To live with constant deaths and the vulnerability of people, Zainab now has nightmares as images of dying patients flash in front of her eyes every time she goes to sleep. “It has become difficult for me to sleep ever since,” she said.
An Unhappy Eid
When Zainab’s duty hours finished on the morning of the second day of Eid-ul-Fitr, she left the hospital for her home in north Kashmir’s Baramulla district. The region was under a strict lockdown and he was stopped at several checkpoints.
The first at Batamaloo where she was let go as she showed her ID.
Zainab said when she reached the highway town of Pattan, midway on her journey from Srinagar to Baramulla, she was again stopped. A police constable asked her where she was going. “I told her that I am a doctor and I am going home.”
“The constable abused me and told her she was uselessly roaming around. … I couldn’t believe they could behave like this with a doctor,” she said.

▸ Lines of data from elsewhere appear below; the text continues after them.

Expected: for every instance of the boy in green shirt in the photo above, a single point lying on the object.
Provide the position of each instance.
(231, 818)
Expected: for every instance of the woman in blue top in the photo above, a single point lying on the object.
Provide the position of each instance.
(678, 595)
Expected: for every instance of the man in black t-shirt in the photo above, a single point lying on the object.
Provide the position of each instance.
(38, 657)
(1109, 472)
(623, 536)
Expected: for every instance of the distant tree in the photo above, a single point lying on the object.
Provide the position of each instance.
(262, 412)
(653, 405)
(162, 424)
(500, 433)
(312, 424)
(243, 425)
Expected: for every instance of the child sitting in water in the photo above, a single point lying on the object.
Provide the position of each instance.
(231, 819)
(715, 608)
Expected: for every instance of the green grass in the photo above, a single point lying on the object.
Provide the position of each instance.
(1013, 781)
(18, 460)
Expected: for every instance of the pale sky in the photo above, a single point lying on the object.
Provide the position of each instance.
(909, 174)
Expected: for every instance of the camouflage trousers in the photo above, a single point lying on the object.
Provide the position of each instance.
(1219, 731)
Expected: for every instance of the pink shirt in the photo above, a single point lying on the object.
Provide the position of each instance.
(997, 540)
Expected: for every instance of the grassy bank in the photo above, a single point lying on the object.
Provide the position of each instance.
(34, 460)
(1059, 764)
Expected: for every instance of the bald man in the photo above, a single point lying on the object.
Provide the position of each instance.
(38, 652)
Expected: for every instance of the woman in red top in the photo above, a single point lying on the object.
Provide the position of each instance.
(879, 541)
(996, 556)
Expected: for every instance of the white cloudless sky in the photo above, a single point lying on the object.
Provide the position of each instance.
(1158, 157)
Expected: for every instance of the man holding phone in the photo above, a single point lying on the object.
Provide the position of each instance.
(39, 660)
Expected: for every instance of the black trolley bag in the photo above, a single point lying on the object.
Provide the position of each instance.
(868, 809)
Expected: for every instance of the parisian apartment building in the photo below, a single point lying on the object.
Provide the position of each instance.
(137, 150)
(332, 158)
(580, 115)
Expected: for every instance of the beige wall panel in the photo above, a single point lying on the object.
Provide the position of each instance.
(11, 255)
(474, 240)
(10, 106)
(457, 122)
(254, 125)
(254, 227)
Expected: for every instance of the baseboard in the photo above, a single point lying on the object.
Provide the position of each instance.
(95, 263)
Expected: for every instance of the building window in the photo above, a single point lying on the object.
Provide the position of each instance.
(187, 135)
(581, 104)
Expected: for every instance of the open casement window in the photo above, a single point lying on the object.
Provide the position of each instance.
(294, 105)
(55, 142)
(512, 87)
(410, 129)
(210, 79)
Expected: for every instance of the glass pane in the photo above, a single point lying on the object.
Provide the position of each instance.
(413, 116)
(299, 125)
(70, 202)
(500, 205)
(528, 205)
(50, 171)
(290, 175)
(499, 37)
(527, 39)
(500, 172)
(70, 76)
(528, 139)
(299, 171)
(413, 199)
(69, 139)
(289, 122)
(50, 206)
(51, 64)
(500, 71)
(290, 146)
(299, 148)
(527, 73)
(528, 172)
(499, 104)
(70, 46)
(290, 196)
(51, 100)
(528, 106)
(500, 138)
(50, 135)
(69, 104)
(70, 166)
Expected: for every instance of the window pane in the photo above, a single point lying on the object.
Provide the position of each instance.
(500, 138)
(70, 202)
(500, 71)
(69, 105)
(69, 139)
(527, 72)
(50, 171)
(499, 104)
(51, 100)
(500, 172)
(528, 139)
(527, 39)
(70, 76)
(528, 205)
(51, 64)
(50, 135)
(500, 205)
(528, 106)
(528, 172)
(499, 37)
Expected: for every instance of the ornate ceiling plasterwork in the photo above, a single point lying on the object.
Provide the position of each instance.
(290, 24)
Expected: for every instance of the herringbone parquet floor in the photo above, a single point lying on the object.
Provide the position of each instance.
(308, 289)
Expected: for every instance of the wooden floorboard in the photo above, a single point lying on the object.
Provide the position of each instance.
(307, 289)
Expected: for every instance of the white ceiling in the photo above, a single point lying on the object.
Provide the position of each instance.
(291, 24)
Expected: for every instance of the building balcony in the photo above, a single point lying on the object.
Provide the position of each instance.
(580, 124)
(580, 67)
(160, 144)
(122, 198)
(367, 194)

Zainab said she showed them her identity card to the constable but he kept saying ‘derogatory things”. Another policeman came and intervened. “They thought I would create a problem so another constable came and told me to let it go and forget about it.”
“I was shocked and disheartened,” she said. “I thought to myself, what am I doing? We look after even the patients who don’t have any attendant and this is what we get in turn.”
The Kashmir Walla spoke to the Medical Superintendent posted in one of the COVID19 designated hospitals who said that the current situation has been equally difficult for the doctors as much as it has been for the public.
“You don’t only have to treat your patients but you also have to prevent yourself from getting affected which is a challenging task,” he said, requesting not to be named.
The doctor said he was able to visit his family in January this year for two days. Next, he went on Eid for two more days. He said that the situation being grim, he didn’t want to put his family at risk.
He further said that there are counselling sessions to keep the doctors motivated, otherwise, he said, “ it takes a toll on their mental health.”
He said that for a young lot of doctors, the situation has been a bit more difficult. “They see patients dying in front of their eyes and a fear develops in their hearts,” he said, but “we can’t sit at home, we have to keep working. We are meant for this.”
When Zainab reached home after a harrowing stopover at the Pattan checkpoint, she described the incident on Twitter. “Is this how you treat those who put their lives at risk for you? Do we deserve this,” she wrote.
Zainab said she wanted people to know the reality which is why she narrated the incident on social media. “It is a sin to bear harassment without saying something,” she said.